This time I would like to recommend for reading the new paper “Overlooked aspects of data governance: workflow framework for enterprise data deduplication” that has been just presented at the IEEE-sponsored International Conference on Intelligent Computing, Communication, Networking and Services (ICCNS2023). This “just”, btw, means June 19 – the day after my birthday, i.e. so I decided to start my new year with one more conference and paper & yes, this means that again, as many of those who congratulated me were wishing – to find the time for myself, reach work-life balance etc., is still something I have to try to achieve, but this time, I decided to give a preference to the career over my personal life (what a surprise, isn’t it?) 🙂 Moreover, this is the conference, where I am also considered to be part of Steering committee, Technical Program committee, as well as publicity chair. During the conference, I also acted as a session chair of its first session, what I consider to be a special honor – for me the session was very smooth, interactive and insightful, of course, beforehand its participants & authors and their studies, which allowed us to establish this fruitful discussion and get some insights for our further studies (yes, I also got one beforehand one very useful idea for further investigation). Thank you all contributors, with special thanks to Francisco Bonilla Rivas, Bruck Wubete, Reem Nassar, Haitham Al Ajmi.

And I am also proud with getting one of four keynotes for this conference – prof.
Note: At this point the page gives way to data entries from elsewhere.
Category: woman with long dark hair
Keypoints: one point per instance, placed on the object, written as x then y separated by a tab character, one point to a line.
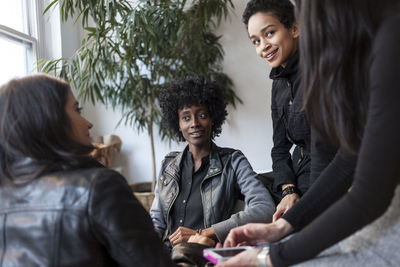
350	52
59	207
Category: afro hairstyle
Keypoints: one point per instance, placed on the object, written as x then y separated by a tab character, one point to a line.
282	9
193	90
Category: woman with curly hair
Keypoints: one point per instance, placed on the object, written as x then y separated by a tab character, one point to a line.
197	188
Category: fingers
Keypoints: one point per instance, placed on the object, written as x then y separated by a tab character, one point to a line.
182	234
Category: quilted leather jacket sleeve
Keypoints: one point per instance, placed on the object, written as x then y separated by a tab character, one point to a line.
122	225
259	206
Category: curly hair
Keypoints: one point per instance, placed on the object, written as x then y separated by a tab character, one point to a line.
194	90
282	9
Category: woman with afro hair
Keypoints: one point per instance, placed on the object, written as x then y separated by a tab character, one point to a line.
198	188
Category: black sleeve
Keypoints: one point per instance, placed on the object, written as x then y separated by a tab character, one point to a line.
378	169
281	159
122	225
332	184
322	153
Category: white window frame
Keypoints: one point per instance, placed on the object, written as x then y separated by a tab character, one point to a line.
29	39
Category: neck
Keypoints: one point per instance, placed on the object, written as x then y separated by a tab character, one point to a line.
198	152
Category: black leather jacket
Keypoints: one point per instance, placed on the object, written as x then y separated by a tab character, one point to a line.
228	176
290	127
82	217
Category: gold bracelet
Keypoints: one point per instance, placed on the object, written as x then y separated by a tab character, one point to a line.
262	257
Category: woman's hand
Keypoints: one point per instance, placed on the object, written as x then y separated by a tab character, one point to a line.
182	234
258	233
286	204
247	258
201	239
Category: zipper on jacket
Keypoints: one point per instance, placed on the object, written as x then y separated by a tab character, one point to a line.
202	195
172	202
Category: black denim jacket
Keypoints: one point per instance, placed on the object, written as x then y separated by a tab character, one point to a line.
290	127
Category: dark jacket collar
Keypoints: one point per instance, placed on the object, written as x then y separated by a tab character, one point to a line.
289	72
174	167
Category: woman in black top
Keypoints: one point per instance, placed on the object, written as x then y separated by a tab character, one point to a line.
273	30
351	88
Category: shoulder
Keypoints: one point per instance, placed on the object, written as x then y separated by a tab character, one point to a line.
388	32
171	155
231	153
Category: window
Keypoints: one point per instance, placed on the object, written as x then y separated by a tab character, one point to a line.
18	38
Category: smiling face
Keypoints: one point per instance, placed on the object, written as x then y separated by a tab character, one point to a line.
273	41
79	125
195	124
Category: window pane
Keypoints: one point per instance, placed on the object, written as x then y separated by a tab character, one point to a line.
12	14
13	59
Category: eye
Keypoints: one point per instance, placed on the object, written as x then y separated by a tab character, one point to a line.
270	34
186	118
202	115
256	42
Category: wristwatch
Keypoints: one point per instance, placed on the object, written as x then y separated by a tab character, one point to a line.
290	190
262	257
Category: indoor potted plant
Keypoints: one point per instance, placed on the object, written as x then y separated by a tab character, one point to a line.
133	49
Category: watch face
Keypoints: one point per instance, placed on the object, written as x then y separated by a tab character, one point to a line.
262	256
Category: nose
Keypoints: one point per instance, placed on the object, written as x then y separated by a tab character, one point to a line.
90	125
195	121
265	44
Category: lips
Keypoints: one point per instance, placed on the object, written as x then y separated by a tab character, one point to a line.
271	55
196	134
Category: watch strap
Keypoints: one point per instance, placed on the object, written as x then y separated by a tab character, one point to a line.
262	257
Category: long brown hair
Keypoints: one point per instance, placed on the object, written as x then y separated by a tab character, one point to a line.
335	44
34	125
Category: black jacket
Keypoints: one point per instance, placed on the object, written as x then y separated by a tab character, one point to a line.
82	217
290	127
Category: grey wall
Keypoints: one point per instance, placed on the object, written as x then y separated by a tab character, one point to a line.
248	128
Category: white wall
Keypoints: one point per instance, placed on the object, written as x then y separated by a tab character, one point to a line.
248	127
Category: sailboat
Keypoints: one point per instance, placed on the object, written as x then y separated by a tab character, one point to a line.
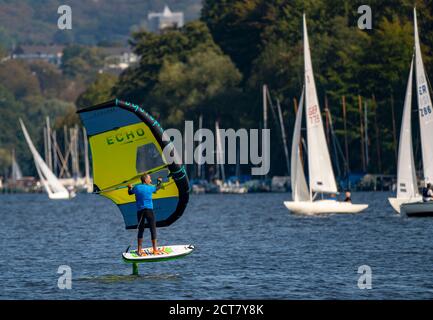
414	206
321	174
407	190
16	173
225	186
52	185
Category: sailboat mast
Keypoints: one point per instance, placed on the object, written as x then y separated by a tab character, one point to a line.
283	135
346	144
220	154
367	160
199	166
49	148
265	116
86	158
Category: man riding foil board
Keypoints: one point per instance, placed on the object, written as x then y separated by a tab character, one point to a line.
143	198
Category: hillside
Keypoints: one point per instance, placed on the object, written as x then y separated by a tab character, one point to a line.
94	21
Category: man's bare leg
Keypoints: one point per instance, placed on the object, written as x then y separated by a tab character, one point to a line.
139	245
155	249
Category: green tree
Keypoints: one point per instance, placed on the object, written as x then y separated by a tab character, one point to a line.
17	77
82	61
186	88
154	49
98	92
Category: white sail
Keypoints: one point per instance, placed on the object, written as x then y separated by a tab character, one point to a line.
321	174
425	109
406	176
50	182
16	170
297	176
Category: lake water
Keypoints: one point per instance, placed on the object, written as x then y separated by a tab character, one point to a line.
247	247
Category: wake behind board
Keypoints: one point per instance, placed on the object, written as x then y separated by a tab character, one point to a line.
167	253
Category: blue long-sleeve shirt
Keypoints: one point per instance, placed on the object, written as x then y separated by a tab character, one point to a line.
143	195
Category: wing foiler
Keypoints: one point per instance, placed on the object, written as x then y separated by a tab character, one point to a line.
125	142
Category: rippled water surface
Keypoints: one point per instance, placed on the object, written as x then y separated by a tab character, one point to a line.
247	247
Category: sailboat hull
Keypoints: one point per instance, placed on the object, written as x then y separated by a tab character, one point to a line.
418	209
396	203
323	207
61	195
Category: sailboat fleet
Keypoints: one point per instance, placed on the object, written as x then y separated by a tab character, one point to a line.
55	186
308	198
408	200
321	174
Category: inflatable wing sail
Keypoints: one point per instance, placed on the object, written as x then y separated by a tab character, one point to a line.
125	142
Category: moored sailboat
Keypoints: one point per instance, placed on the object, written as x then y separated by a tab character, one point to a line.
321	174
425	112
52	185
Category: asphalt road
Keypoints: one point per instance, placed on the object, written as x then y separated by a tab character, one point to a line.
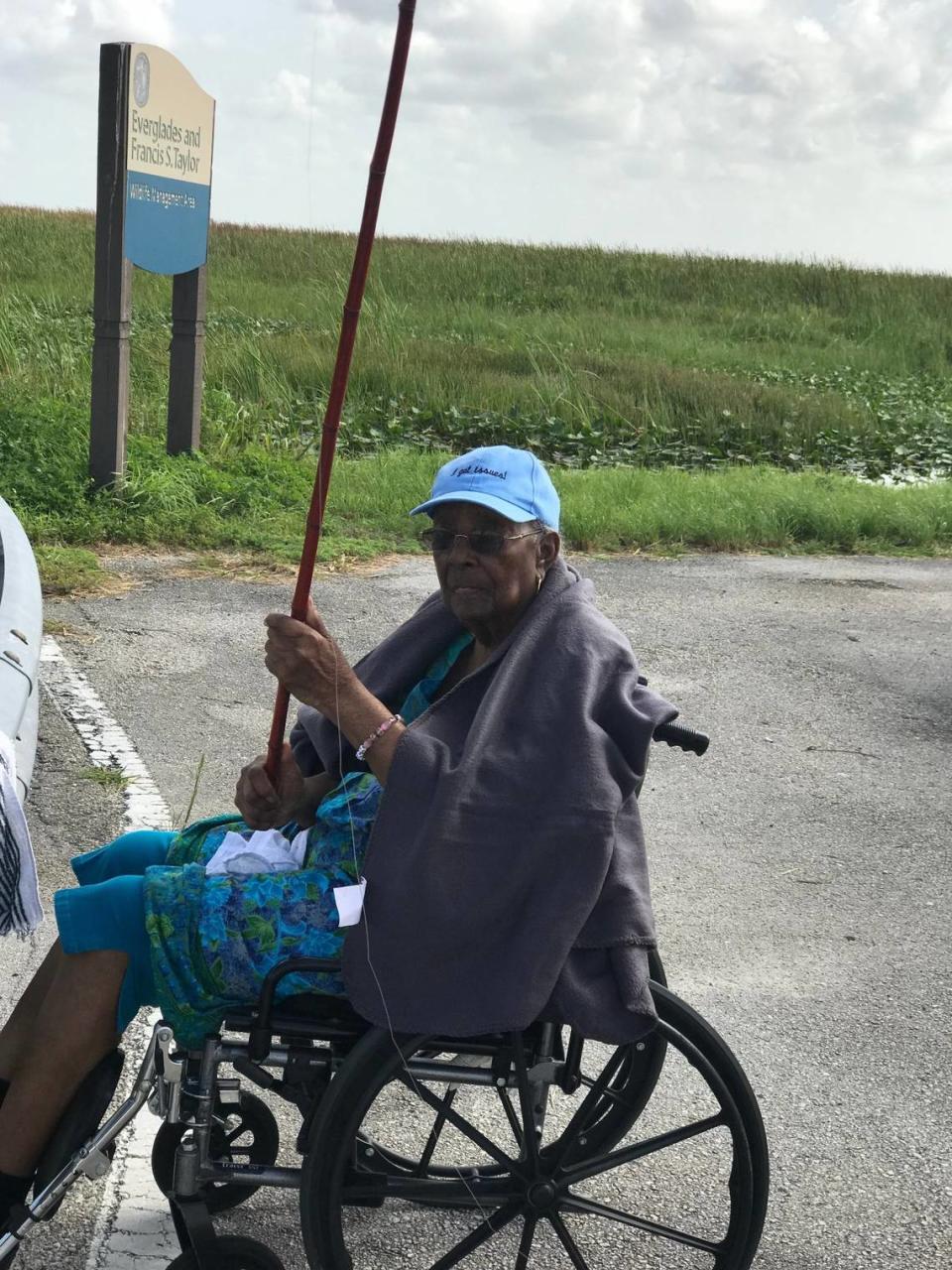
800	870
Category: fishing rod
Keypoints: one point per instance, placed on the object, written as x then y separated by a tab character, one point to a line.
341	366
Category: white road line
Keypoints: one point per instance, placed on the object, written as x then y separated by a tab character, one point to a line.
134	1227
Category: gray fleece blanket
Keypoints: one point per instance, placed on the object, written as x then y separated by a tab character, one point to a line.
506	874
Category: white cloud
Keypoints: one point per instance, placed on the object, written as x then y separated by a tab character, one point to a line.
673	82
44	36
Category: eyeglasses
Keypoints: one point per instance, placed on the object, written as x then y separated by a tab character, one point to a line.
481	541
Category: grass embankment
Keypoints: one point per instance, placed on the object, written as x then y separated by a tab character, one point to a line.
594	358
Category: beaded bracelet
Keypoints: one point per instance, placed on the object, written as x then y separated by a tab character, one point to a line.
379	731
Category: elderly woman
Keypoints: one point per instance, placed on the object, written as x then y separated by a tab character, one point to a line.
480	767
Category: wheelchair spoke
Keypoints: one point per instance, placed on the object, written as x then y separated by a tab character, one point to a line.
460	1123
467	1193
580	1119
433	1139
476	1238
529	1119
567	1242
529	1233
579	1205
511	1115
640	1150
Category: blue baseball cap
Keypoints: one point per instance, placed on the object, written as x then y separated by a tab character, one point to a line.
509	481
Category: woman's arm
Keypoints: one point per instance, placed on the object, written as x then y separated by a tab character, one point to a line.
304	658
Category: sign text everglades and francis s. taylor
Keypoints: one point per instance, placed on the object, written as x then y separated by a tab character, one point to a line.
168	164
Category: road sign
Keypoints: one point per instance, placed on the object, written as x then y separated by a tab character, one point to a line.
168	164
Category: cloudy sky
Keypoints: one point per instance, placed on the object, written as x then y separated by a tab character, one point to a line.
752	127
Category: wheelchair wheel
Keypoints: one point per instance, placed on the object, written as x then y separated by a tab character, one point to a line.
617	1110
680	1184
232	1252
243	1134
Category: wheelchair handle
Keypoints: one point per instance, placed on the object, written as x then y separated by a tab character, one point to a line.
259	1038
678	734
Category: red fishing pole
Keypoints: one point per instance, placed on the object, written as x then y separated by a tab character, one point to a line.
345	348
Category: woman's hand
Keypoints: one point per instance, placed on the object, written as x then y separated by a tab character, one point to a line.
307	662
262	806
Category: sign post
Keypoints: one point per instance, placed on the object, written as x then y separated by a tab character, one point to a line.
113	278
157	130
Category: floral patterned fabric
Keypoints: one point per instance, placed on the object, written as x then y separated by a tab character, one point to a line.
214	938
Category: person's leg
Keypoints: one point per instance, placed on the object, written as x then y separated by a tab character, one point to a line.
73	1028
17	1029
128	855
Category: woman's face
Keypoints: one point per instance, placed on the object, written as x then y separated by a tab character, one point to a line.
489	593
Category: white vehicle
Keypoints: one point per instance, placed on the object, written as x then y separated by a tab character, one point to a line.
21	635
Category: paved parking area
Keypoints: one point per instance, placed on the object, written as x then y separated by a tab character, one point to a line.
800	870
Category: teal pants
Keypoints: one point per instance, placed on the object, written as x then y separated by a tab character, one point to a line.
107	911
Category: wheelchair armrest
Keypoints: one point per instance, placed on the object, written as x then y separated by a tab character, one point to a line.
259	1037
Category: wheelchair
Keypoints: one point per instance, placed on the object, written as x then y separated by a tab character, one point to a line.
525	1150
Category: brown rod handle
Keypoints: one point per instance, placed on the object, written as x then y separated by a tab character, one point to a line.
345	348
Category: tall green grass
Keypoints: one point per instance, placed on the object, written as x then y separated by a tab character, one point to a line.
593	357
675	381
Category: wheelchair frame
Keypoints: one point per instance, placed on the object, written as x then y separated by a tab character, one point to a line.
327	1060
333	1066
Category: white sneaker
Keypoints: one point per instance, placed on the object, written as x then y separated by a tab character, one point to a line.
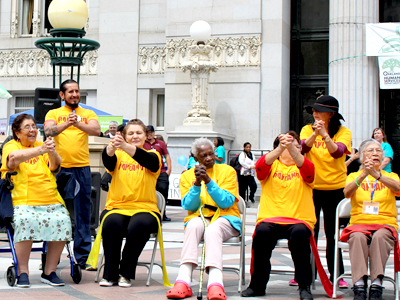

Eirini Ntoutsi from the Bundeswehr University Munich (UniBw-M), Germany, who delivered a keynote “Bias and Discrimination in AI Systems: From Single-Identity Dimensions to Multi-Discrimination“, which I heard during one of previous conferences I attended and decided that it is “must” for our conference as well – super glad that Eirini accepted our invitation! Here, I will immediately mention that other keynotes were excellent as well – Giancarlo Fortino (University of Calabria, Italy), Dofe Jaya (Computer Engineering Department, California State University, Fullerton, California, USA), Sandra Sendra (Polytechnic University of Valencia, Spain).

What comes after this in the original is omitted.